At this ISSI Forum, 25 international experts met in order to discuss these new challenges; most of them could participate physically in Bern and around 20% joined online to mitigate the problems of travel for non-European participants in the current pandemic situation. Underlying questions were: Which scientific topic can advance best with the combination of space and ground data, simultaneous or at least contemporary? How can data be archived and made accessible in the best way for all users? Which process should be followed in the selection of missions and ground facilities to ensure their complementarity, keeping their independent committees, priorities and competitiveness?

Four keynote talks on the “Science view” (by E. van Dishoeck), on the “Space-based view” (by F. Favata), on the “Ground-based view” (by B. Leibundgut), and on the “Exoplanet view” (by W. Benz) formed the backbone of the Forum.
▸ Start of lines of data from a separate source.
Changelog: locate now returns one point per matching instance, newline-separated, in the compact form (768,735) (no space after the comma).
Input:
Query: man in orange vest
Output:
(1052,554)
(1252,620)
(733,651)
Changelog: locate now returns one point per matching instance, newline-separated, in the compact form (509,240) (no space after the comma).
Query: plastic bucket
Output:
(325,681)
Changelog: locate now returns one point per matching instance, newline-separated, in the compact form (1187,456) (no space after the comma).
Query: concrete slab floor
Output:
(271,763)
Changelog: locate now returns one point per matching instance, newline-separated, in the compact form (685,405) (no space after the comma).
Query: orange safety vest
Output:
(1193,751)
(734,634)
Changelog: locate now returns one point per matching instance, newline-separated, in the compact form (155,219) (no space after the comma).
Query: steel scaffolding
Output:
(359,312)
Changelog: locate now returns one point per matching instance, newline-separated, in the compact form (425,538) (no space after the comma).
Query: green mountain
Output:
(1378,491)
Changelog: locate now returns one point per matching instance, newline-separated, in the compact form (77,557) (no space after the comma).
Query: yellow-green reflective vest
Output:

In addition, three special contributions were given on the Japanese experience (by S. Miyazaki, online), the Gaia experience (by T. Prusti) and the US perspective (by S. Kahn). Additional short contributions were presented as part of the discussions.

The most important and interesting part of the Forum were the lively discussions, including online participants despite the different time zones. These discussions gave a very broad and comprehensive view of the challenges and synergies of collaboration between ground and space astronomy. Technical aspects were addressed but also “cultural” differences among the scientific communities, and particularly the programmatic challenges.

At the end of the Forum, it was felt that this “kick-off” should be followed by suitable further activities, within IAU and COSPAR. These are already being prepared for their corresponding assemblies in 2022.

A larger and more detailed report on this Forum is in preparation.